Yesterday in Plymouth, shortly before noon, the BBC ‘understood’ that, Peter Ridsdale “is to step down from involvement with Plymouth Argyle.” I smiled. The statement seemed to explain an odd occurrence earlier that morning. A Plymouth article on the BBC website at half-past-nine referenced a Ridsdale interview for today’s BBC ‘Football Focus’ programme in which he said the takeover would be complete by October 10th. By ten o’clock, the reference to Ridsdale had been excised. And the BBC’s noonday ‘understanding’ appeared to explain why. Five hours later, Peter Ridsdale told us what that really meant. I stopped smiling. I should have known better. Even the words “step down from involvement” should have rung alarm bells in my head. If Ridsdale was to leave Argyle, the BBC would have understood that he “is to leave Plymouth Argyle”?

His short-ish statement on Argyle’s official website made no mention whatsoever of stepping down from “involvement.” The closest was “I can confirm that my role as ‘Acting Chairman of Plymouth Argyle Football Club’ on behalf of the Administrator will finish on the completion of James Brent’s takeover.” Well, yes. That is a remarkable statement in that it has Ridsdale’s name attached to it and it is…true; but only because every role at “Plymouth Argyle Football Club on behalf of the Administrator” will “finish on the completion of James Brent’s takeover.” Even if the execrable Kevin Heaney’s takeover had been completed, the above statement would be true, as Ridsdale would be doing nothing on behalf of the administrator and nothing at all until Heaney sold the club to his ‘Plymouth (125) Limited’ company and he became whatever he wanted to call himself (no suggestions please).

So far, so disingenuous. And Ridsdale has, of course, said all this before.

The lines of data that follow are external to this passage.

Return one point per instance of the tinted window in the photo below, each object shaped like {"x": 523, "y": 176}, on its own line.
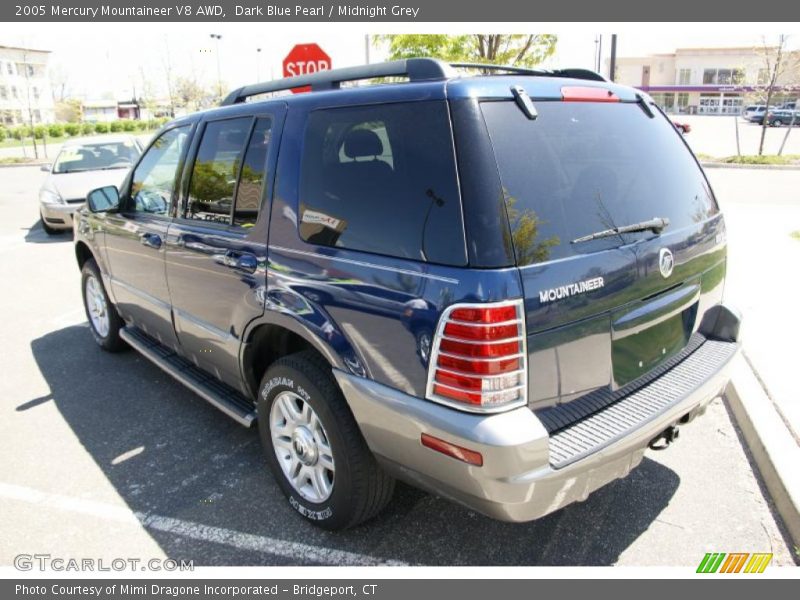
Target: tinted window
{"x": 153, "y": 181}
{"x": 215, "y": 170}
{"x": 382, "y": 179}
{"x": 251, "y": 181}
{"x": 582, "y": 167}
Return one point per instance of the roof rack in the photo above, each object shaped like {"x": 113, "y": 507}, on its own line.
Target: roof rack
{"x": 416, "y": 69}
{"x": 570, "y": 73}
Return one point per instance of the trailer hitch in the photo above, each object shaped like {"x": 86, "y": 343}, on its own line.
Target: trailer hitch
{"x": 663, "y": 440}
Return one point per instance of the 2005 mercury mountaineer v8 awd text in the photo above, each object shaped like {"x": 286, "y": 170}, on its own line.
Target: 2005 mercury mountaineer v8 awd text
{"x": 501, "y": 287}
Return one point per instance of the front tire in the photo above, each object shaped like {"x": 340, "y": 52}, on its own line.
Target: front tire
{"x": 314, "y": 447}
{"x": 104, "y": 321}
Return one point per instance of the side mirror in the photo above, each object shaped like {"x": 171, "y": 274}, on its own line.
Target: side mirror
{"x": 103, "y": 199}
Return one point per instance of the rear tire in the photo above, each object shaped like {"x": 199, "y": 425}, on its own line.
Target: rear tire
{"x": 104, "y": 321}
{"x": 309, "y": 434}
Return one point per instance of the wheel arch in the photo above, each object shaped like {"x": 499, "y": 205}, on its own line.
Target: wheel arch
{"x": 275, "y": 336}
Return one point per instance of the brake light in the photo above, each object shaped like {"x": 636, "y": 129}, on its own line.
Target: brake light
{"x": 463, "y": 454}
{"x": 478, "y": 359}
{"x": 587, "y": 94}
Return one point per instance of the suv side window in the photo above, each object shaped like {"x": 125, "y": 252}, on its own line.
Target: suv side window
{"x": 153, "y": 181}
{"x": 251, "y": 180}
{"x": 382, "y": 179}
{"x": 216, "y": 169}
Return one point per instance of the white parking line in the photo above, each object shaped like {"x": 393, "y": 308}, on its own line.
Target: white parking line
{"x": 189, "y": 529}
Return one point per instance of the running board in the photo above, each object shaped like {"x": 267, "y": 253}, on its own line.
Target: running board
{"x": 220, "y": 395}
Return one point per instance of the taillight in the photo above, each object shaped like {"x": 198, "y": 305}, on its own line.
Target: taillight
{"x": 478, "y": 359}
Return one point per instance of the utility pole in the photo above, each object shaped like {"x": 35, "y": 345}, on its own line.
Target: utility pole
{"x": 218, "y": 37}
{"x": 612, "y": 63}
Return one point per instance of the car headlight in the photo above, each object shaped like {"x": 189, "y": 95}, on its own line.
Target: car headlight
{"x": 47, "y": 196}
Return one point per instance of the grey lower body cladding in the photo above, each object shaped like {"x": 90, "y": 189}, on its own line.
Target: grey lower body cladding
{"x": 528, "y": 470}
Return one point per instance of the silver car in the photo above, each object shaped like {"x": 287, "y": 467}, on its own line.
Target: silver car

On February 1st, Ridsdale told the BBC: “I came to try and assist Argyle, having been given clear assurances of investment from the Far East.” It is ‘too soon’ for Argyle fans to relive that nightmare. Suffice to say Ridsdale promised that if the money didn’t come, he would go. He “could not stay if that money had not arrived…I’ve informed the board in writing that under these circumstances, there is no point in me staying.” The money didn’t arrive. Ridsdale didn’t go. “I was advising the board,” he said on February 8th, “and I made it clear that would cease today.” However, he added that he would “continue trying to find a buyer or investors but I will do so at a distance.” And whatever that distance was, it never stretched further than a microphone, as Ridsdale and then vice-chairman Paul Stapleton became the club’s only public voices. Ridsdale was even attending “crisis” boardroom meetings by February 19th, and managing to say something about them when he had reportedly “refused to comment.”

By March 2nd, according to a Plymouth Herald newspaper headline, Ridsdale had “severed his ties with Plymouth Argyle’s directors.” Again. Ridsdale appeared to reveal the same situation as February 8th when he said: “I’ll try to find a buyer for the club but the directors can start taking responsibility.” And it was the same situation. A buyer didn’t arrive. Ridsdale didn’t go. With such a record, Ridsdale’s admission that “I have agreed to make myself available to assist James for a limited period of time on a consultancy basis” confirms he isn’t going anywhere. He also told the chairman of the impressive Argyle Fans’ Trust, Chris Webb, that this “period of time” would be three months.

By then, Ridsdale will be part of the furniture again, especially as “James (Brent) was originally my preferred bidder and nothing that has happened over the last six months has changed my mind.” Not even Ridsdale’s fundamental role in Heaney’s bid, it seems; or, as Ridsdale called it in a Herald interview on June 29th, “the only game in town.” There was a hint of departure about one paragraph. “I have consistently said that my role was to find the right long-term solution for Argyle. And on completion of the takeover by James Brent, I see that as ‘job done.’ So, farewell, then? After all, he did stress that “the job I have come here to do is done.”

Unfortunately, he stressed this on May 7th. And within four days he was after “the approval of administrators to sell season tickets,” something in which he has plenty of experience, as Cardiff Magistrates Court will discover on September 27th, when they are told a little about how he sold season tickets while he was chairman of that city’s football club. It has been a good week for Argyle fans -heavens, Brent is even going to the match today. But it’s not all been good news; because whatever Peter Ridsdale DID say in his leaving statement, yesterday in Plymouth, it wasn’t “I’m leaving.”